After all data cleaning work. We are ready to move to the feature engineering work. The last thing is to make sure all data now are in numeric type.

 

Data on Feature Engineering

Three models were used for feature engineering:

  • AIC - forward selection, we got a 64-feature list
  • Lasso - lambda was decided by using 5-fold cross validation. With penalty we got a 110-feature list
  • Boost - based on Gradient Boost, we selected the most important 70-feature

In the next step, we manually compared the 3 feature lists. We kept the features which are listed as important or significant in all lists.
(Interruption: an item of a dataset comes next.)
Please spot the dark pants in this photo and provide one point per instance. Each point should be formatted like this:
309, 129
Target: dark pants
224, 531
For features not exist in all three lists, we trained the model with/without the features. Then compared the training result (RMSLE).

We finalized a 61-feature list. For details please refer to appendix table 1

 

Modeling and hyperparameter optimization:

Data was training using five models to get the prediction of the house prices:

  • Linear - K-Fold testing of multiple linear regression
  • Elasticnet - 5-fold Cross Validation was used to get the optimal alpha and rho hyperparameters balancing Ridge/Lasso regularization algorithms
  • Ridge -  5-fold Cross Validation was used for lambda hyperparameter choosing, numeric features are all standardized to avoid large number impacts of penalization
  • RandomForest -- K-Fold testing and hyperparameter optimization using the RandomForest Regressor algorithm from sklearn
  • GBoost_AIC - K-Fold hyperparameter optimization and modeling using GradientBoosting Regressor from sklearn

 

Model stacking and train/test comparison:

Stacking model, where a 24% XGBoost, 36% Gradient Boost, 20% Random Forest, and 20% linear stacked model was found to be best against the test set.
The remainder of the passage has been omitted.